Artist's Statement

Todd Stewart

(40x50” Archival Inkjet Prints) The photographs included in There It Is. Take It! were made during a series of site visits to Owens Lake, a now dry lake bed located in Southeastern California. One of the largest single sources of particulate matter pollution in the United States, the lake was mostly full until the 1913 diversion of the Owens River into the Los Angeles Aqueduct altered the natural flow of water through the Owens Valley.
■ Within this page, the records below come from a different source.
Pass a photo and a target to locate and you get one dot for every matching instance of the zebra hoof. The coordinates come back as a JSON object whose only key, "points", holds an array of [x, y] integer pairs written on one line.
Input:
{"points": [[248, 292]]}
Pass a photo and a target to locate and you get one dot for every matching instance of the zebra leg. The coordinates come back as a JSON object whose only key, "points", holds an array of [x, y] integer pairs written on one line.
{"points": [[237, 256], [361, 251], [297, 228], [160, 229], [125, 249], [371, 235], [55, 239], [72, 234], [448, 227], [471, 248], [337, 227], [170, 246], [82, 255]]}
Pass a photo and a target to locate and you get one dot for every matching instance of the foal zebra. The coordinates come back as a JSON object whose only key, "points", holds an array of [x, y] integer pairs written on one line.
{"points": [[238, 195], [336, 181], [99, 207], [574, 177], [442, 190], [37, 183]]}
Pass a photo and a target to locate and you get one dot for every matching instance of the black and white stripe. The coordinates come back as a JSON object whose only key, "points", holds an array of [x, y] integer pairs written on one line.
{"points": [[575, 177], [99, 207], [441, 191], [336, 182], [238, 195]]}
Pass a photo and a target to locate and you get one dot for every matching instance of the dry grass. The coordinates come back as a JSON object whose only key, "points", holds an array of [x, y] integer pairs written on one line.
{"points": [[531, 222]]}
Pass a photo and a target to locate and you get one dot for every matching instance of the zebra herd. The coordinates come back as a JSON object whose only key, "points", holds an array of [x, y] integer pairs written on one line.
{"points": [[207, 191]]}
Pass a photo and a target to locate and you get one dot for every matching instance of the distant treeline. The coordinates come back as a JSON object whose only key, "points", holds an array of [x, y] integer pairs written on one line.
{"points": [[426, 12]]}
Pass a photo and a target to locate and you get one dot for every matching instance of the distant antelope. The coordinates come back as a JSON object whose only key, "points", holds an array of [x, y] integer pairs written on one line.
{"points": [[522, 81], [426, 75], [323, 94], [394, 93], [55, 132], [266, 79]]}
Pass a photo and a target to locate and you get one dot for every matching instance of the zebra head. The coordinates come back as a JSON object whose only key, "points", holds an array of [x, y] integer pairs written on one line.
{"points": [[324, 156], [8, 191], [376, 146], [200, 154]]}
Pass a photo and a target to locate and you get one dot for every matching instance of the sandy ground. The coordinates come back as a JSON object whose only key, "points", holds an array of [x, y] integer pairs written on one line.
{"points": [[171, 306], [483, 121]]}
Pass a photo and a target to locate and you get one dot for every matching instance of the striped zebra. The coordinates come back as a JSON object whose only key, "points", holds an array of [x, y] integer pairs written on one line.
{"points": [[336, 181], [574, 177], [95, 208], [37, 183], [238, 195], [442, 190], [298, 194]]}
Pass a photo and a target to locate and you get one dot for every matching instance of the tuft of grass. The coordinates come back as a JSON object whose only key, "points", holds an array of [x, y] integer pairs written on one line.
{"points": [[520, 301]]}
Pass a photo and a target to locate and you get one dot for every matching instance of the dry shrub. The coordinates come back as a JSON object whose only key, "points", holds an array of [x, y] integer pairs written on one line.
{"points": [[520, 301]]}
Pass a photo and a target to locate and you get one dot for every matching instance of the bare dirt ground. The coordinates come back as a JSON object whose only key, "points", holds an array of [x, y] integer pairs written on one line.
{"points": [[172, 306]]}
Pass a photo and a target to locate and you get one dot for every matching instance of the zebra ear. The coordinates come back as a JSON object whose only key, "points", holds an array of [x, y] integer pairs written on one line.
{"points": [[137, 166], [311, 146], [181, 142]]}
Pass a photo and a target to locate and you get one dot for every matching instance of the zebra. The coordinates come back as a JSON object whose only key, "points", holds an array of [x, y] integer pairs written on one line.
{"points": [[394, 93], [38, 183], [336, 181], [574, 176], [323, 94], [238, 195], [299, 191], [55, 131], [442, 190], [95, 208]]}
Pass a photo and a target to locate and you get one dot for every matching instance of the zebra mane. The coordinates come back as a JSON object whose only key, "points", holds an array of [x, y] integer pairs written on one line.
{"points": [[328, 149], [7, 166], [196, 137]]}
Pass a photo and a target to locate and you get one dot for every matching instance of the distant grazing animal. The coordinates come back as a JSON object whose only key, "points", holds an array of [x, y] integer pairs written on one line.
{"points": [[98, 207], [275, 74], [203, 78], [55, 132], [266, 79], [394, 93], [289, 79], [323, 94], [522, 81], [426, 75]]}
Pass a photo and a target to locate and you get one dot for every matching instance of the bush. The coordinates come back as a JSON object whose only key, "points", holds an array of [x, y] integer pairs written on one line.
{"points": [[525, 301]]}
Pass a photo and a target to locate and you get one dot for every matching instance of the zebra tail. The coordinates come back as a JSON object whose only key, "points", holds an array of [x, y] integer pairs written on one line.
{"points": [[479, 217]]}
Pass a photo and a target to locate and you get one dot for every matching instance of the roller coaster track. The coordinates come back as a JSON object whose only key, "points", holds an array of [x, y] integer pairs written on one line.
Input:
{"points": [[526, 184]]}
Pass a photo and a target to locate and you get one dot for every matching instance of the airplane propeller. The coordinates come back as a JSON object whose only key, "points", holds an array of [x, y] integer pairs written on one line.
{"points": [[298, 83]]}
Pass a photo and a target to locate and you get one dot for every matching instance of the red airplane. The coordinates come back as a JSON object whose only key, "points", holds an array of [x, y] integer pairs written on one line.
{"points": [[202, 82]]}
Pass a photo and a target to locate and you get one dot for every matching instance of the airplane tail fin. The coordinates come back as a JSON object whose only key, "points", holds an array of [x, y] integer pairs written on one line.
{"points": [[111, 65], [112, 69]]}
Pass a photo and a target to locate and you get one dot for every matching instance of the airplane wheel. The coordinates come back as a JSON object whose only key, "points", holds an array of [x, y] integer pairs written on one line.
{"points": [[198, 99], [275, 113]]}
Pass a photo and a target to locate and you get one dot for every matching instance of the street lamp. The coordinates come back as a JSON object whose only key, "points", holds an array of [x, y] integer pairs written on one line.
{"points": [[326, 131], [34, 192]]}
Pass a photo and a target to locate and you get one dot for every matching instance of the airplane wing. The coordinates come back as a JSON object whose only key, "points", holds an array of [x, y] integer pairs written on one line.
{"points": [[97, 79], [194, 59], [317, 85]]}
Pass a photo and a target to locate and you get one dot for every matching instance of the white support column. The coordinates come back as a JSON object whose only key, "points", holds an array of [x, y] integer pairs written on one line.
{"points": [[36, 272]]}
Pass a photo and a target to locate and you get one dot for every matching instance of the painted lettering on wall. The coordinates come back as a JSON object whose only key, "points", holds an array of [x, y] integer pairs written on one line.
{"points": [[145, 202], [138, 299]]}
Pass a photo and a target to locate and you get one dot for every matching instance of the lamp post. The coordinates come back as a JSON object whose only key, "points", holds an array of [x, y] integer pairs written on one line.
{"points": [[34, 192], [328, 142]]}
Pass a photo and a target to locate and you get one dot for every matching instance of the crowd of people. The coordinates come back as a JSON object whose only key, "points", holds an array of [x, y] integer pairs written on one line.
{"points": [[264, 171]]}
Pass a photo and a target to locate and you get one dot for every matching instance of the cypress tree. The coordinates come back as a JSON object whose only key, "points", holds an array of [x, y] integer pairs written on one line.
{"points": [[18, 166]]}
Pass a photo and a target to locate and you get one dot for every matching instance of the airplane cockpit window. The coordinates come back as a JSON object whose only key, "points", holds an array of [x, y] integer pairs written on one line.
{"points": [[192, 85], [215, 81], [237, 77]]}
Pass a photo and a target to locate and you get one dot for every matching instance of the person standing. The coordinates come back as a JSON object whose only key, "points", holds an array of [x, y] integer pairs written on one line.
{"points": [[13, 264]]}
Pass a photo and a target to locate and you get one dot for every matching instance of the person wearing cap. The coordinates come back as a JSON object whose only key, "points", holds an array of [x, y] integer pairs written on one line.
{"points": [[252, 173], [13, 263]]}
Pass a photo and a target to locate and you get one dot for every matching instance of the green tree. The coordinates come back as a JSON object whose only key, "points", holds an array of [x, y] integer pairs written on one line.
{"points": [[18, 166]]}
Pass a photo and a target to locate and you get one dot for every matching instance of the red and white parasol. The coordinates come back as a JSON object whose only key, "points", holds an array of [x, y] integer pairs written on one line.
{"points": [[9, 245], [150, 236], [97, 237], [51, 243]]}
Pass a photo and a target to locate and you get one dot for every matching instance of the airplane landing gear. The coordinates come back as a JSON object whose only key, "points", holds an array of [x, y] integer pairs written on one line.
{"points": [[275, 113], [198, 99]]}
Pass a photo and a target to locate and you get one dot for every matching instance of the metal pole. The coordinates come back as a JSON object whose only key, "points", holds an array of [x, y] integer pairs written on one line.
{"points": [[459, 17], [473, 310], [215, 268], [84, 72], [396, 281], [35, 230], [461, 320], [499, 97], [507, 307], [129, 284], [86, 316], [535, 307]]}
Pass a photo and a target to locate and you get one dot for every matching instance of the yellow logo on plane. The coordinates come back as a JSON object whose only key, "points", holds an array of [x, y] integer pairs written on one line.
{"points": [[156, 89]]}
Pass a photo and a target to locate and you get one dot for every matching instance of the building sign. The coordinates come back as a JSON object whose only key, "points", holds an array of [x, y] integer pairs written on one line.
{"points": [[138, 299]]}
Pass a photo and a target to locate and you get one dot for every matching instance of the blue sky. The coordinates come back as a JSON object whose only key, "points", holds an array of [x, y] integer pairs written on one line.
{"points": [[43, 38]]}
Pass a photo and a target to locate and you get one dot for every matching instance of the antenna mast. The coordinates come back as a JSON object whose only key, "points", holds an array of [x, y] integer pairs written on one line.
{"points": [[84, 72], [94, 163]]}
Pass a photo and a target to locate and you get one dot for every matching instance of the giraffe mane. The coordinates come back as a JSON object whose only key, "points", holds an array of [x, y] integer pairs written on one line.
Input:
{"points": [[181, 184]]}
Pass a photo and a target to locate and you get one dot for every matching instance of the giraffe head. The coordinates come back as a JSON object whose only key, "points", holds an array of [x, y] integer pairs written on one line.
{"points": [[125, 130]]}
After decades of legal battles, in 2001 the Los Angeles Department of Water and Power was ordered to begin dust mitigation efforts at the site designed to reduce damage done to the lake and to lessen the danger of toxic pollutants. Today Owens Lake is subjugated by the infrastructure of the Anthropocene. The terrain seen in these photographs is not some imagined dystopian landscape of the future. It is instead the very real evidence of an environmental history characterized by greed and hubris. Landscapes are constructs. They are derived from the layering of a particular physical geography with the cultural, political, and ideological concerns of those that inhabit them. Because they represent an accumulation of human activity over time, their meaning is contingent upon both historical and contemporary values. There it is. Take It! is one of a series of projects that collectively form a larger body of work I envision as a framework for both understanding and representing the complex relationship between nature and humanity. As an artist, I am engaged in a dialogical practice that seeks to create a space where conversations about this relationship might happen. I believe the questions we ask are often much more significant than any answers we might provide, and that contradiction and complexity are the dominant characteristics of all knowledge. I firmly believe that if we are to address our tenuous relationship to the natural world, we must work toward solutions that recognize this reality.